Он попятился: – Как? Нет, я покажу сейчас, – произнёс
он с интонацией обиженного продавца раков, которому
не верят, что раки не дохлые, и он запускает руку в
коробку, чтобы достать шевелящееся илистое чудовище,
– Я покажу сейчас, – пьяный ещё пытался доказать что-то,
но он уже проиграл. Будь трезвее – может он понял бы,
что его обводят вокруг пальца, как Кеплер – планеты.
Но покачивающийся ученик Чака Норриса отшатнулся в недоумении
и сделал ещё один нетвёрдый шаг к отступлению, повторясь:
– Нет, ну пусть он курит и пьёт, а то я покажу…
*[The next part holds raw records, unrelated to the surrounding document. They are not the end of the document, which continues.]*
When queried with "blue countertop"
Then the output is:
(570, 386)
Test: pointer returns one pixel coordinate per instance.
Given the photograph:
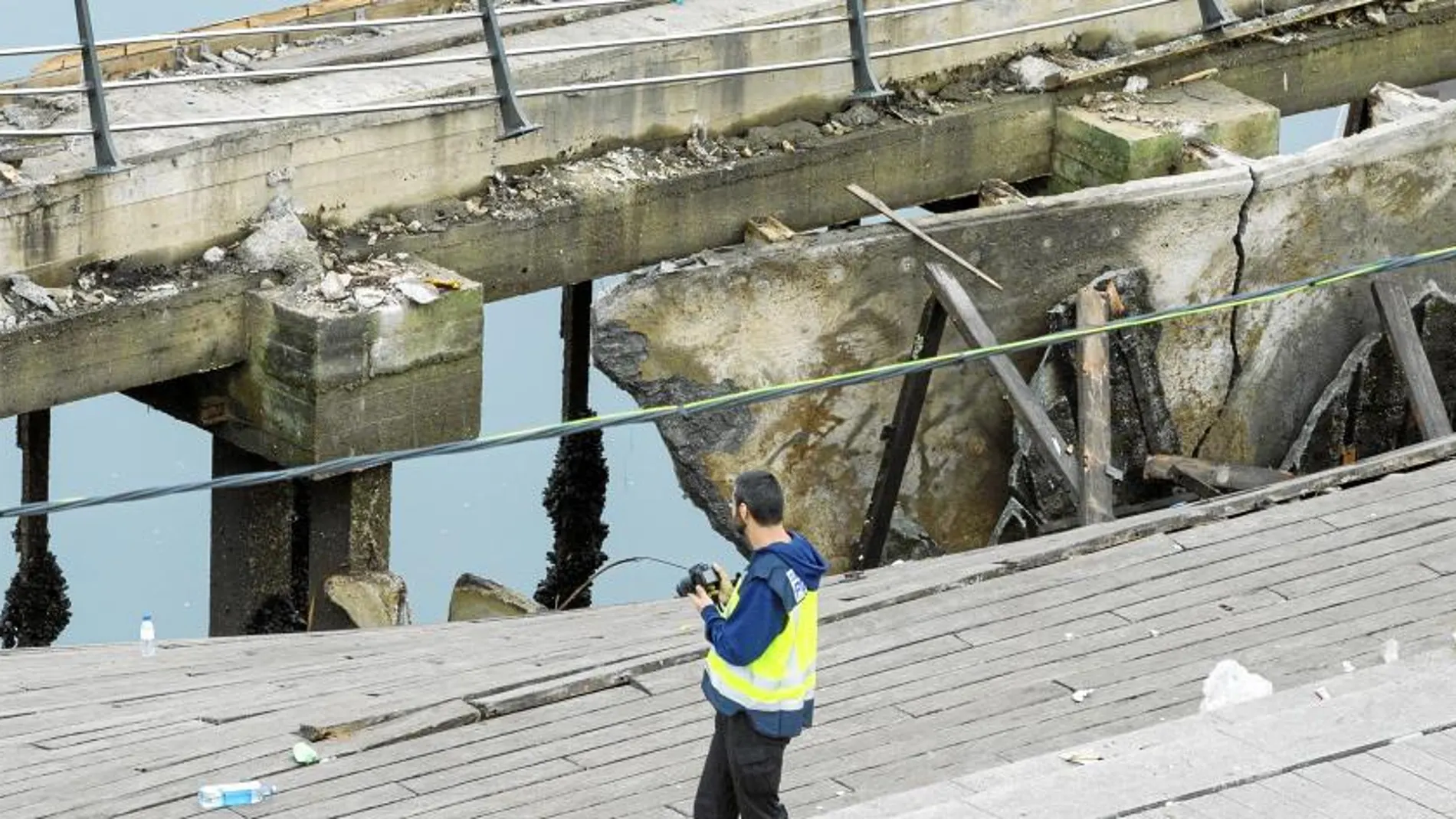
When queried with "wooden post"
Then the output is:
(576, 336)
(975, 329)
(909, 228)
(1094, 411)
(32, 435)
(1405, 341)
(1357, 116)
(899, 437)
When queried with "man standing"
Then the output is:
(760, 670)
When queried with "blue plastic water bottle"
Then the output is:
(233, 793)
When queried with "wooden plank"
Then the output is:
(909, 228)
(1218, 474)
(1405, 341)
(886, 492)
(1190, 45)
(1378, 802)
(1315, 798)
(411, 726)
(1219, 806)
(976, 332)
(1094, 411)
(1401, 781)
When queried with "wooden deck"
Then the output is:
(1368, 744)
(930, 671)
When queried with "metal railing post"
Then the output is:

– Иди-иди, не лезь к моему мужу, – настойчиво, как с
неугомонным, непослушным, пьяным ребёнком говорила женщина.
Я стоял, чувствуя облегчение и беспомощность. А мужик
лишь произнёс в моём направлении: – Я тебя ещё запомню.
– Попятился от меня спиной несколько шагов, повернулся
и стал удаляться неверными петлями. Спасённый от спарринга,
я удивлённо моргал, смотрел на женщину в безмолвном
спасибо и шевелил в кармане две зелёные десятки. Спасительница
купила себе (да, в зелёном пакете) кефира на блины и
(свежая?) сметаны к ним и, уходя, (не за что) ответно
улыбнулась мне.
Я тоже произнёс в окошечко заветное. Стоял и глупо улыбался
вокруг. В левой руке – творожная кишка, в правой – призма
молока. Стоял, спасённый. Мгновенно воздвиг в уме собор
в честь высокой женщины в синем пальто, освятил его,
зажёг везде везде свечи, постоял и рухнул на колени.
– Миш, коробку не возьмёшь? – заигрывала с тощим мужиком
продавщица (клубника с молоком), выглянув в окошко.
– Возьму. – Ответил я. Принял картонки, отдал картонки.
– Молодой человек, Вы не подскажете: сколько масло стоит?
– Спросила старушка.
– Подсказывать нехорошо. 19 рублей. – Подумал я. Ответил
я. Старик в сгорбленном пальто провёз мне тачку по ноге.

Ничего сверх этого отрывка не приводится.